Referring to FIG. 7B, the surgical drill 20 is utilized to further drill the socket 41. The surgical drill 20 of the invention is inserted to work in. With one single cutting blade 23, the working speed can go slower than that with scoring structure 11 of the conventional scoring device 10 in FIG. 1. The slower the speed is, the safer the preparation of the socket 41 can be. After the function of the cutting blade 23 is stopped by the non-cutting section 223, the surgical drill 20 is retreated from the socket 44, as shown in FIG. 7C.

Then, an osteotome that is compatible to the preparation is used to push up the plate and elevates the sinus membrane 43. According to the surgical drill of the invention, an intact bony plate between the implant and sinus membrane 43 is more likely to obtain. The working depth of the surgical drill is doubly checked if the base portion is not a straight cylinder. That is, the base portion 22 comprises a first section 221 and a second section 222, and the first diameter D1 of the first section is smaller than the second diameter D2 of the second section 222. Because the base portion 22 is not a straight cylinder, the working depth of the surgical drill 20 can be doubly checked.

Slow working speed would lead to less damage if the plate of the socket bottom is accidentally over prepared. Because the surgical drill 20 utilizes one single cutting blade 23 to drill the socket 41. The slower speed would make the surgeons easier to notice the penetration.

Referring to FIG. 3, according to a second embodiment of the invention, the surgical drill 30 comprises: a shank 31, a base portion 32, a cutting blade 33 and a groove 34. The base portion 32 is formed on the shank 31, and the base portion 32 is substantially a cylinder. The base portion 32 has a non-cutting section 323 and a peripheral section 324. The non-cutting section 323 is a plane section and is disposed on the top of the base portion 32.

The cutting blade 33 is formed on the base portion 32, and extends from an edge of the base portion 32 to the non-cutting section 323 of the base portion 32. The cutting blade 33 extends transversely from the edge of the base portion to the non-cutting section 323 of the base portion 32. The non-cutting section 323 is a plane section and is formed on the central top region of the base portion 32. The non-cutting section 323 occupies about ½ of the base portion. In the third embodiment of the invention, the cutting blade 33 and the non-cutting section 323 are at the same level. The groove 34 is formed on the peripheral section 324 of the base portion 32, and is adjacent to the cutting blade 33 and extends along a longitudinal direction.

Referring to FIGS. 8A to 8C, they illustrates that the surgical drill 30 is utilized to further drill the socket, according to the second embodiment of the invention. The surgical drill 30 of the invention is generally used to turn a tapered socket into a straight one at the posterior mandible 80. The socket 81 formed by implant drills is tapered as shown in FIG. 8A. Because the base portion 32 is a straight cylinder, the surgical drill 30 can be used to further drill the tapered socket 81 into a straight socket 82 as shown in FIGS. 8B and 8C.

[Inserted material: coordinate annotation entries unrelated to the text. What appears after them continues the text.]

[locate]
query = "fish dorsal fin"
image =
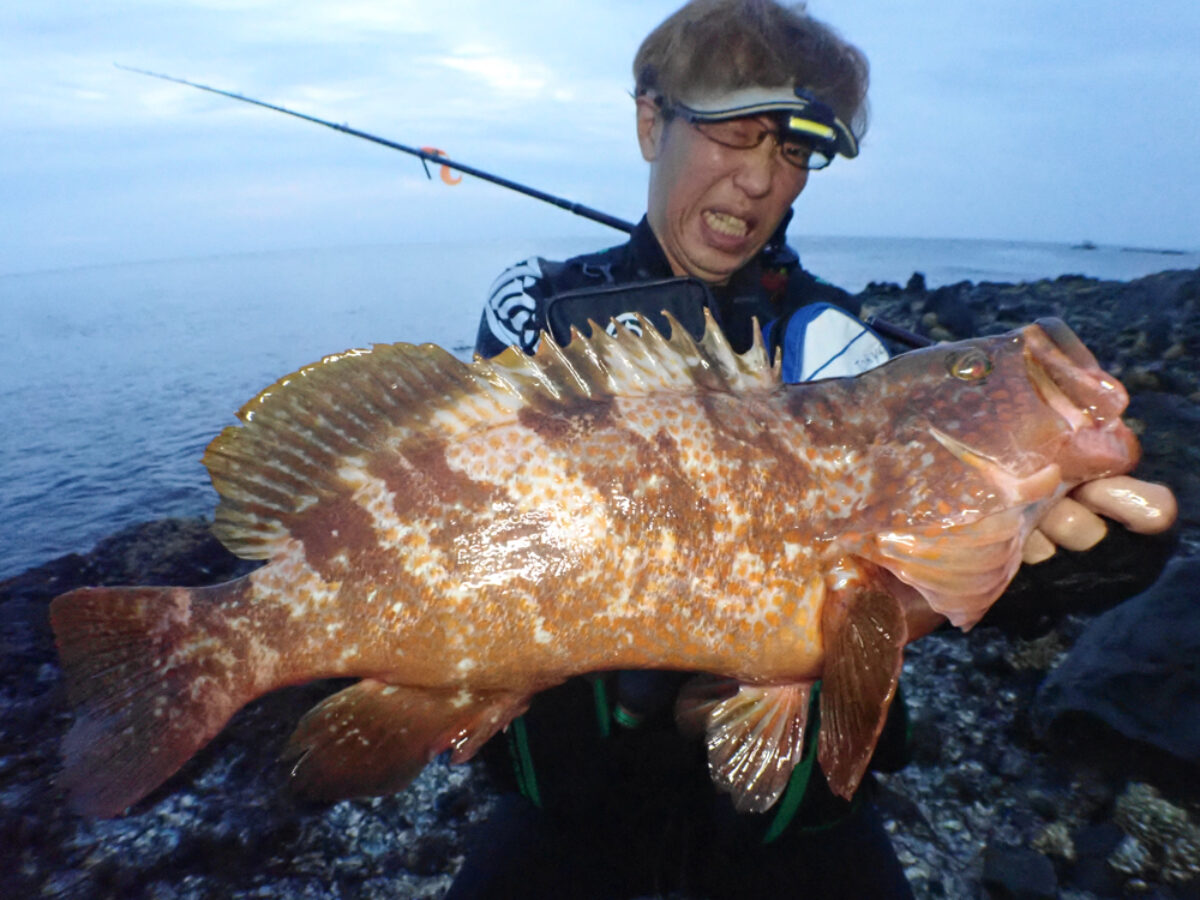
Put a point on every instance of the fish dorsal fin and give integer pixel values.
(299, 435)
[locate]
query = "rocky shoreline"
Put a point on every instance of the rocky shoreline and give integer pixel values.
(1056, 745)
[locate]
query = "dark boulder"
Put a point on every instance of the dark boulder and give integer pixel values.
(1137, 667)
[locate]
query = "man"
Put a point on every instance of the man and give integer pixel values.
(738, 102)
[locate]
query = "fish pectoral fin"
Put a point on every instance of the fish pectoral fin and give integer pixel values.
(373, 738)
(864, 636)
(755, 735)
(960, 571)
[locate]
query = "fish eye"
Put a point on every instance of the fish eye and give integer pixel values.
(970, 365)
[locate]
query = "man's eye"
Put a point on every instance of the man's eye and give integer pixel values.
(797, 153)
(742, 133)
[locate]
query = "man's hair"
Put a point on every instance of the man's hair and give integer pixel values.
(711, 46)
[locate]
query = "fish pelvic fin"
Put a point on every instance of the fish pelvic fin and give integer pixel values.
(373, 738)
(754, 733)
(864, 633)
(306, 441)
(148, 685)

Referring to FIG. 5, it shows a surgical drill, according to a third embodiment of the invention. Compared with the surgical drill 30 of the second embodiment of the invention, the cutting blade 53 of the surgical drill 50 is lower than the non-cutting section 523. Referring to FIG. 6, it shows a surgical drill according to a fourth embodiment of the invention. The cutting blade 63 of the surgical drill 60 is higher than the non-cutting section 623. The surgical drill 50 of the third embodiment and the surgical drill 60 of the fourth embodiment can be used to meet the clinical situation.

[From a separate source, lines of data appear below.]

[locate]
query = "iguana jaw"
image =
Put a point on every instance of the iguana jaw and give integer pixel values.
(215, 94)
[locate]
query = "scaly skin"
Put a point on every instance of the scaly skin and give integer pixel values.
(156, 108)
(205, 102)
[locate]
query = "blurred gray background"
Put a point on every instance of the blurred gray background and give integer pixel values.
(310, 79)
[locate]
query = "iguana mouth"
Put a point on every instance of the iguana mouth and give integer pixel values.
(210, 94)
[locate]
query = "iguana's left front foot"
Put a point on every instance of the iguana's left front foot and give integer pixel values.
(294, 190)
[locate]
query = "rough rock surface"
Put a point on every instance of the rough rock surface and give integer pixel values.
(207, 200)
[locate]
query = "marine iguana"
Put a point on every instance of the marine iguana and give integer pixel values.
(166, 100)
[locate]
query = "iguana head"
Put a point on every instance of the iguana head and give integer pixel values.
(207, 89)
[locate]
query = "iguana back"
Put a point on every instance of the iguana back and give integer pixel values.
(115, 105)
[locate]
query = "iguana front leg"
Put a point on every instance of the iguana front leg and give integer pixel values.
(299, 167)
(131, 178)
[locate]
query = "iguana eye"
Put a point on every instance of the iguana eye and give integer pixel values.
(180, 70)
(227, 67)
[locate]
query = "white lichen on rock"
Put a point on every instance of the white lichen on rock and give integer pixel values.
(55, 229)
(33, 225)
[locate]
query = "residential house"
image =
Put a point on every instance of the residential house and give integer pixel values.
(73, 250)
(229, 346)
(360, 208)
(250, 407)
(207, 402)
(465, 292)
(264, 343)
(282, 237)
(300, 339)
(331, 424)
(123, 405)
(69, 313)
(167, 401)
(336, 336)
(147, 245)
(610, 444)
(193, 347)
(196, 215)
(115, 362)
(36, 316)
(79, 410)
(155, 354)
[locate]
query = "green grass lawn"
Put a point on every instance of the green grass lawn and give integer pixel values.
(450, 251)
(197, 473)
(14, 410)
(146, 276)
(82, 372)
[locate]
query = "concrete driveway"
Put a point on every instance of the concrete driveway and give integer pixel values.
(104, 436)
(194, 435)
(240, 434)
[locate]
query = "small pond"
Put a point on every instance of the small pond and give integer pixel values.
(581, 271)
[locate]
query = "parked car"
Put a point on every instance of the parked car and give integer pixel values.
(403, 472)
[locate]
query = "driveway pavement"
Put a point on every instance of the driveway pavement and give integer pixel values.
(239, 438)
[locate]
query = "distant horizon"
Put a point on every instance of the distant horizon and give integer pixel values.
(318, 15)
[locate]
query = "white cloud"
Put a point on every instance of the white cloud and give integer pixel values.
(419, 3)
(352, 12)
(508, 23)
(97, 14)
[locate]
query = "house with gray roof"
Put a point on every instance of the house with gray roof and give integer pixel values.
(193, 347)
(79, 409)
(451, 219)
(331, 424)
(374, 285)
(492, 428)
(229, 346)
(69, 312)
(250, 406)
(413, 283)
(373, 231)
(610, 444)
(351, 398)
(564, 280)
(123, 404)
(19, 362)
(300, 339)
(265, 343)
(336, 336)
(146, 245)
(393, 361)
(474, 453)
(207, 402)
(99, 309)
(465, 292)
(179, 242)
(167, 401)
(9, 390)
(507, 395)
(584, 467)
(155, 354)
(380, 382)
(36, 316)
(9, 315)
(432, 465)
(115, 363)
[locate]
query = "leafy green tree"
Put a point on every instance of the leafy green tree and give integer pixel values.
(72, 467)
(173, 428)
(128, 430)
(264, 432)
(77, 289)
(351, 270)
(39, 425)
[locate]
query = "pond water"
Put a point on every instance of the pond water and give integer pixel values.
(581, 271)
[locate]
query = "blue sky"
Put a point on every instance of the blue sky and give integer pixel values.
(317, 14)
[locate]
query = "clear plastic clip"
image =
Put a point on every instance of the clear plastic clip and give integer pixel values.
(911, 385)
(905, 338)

While the embodiments of the present invention have been illustrated and described, various modifications and improvements can be made by those skilled in the art. The embodiments of the present invention are therefore described in an illustrative, but not restrictive, sense. It is intended that the present invention may not be limited to the particular forms as illustrated, and that all modifications which maintain the spirit and scope of the present invention are within the scope as defined in the appended claims.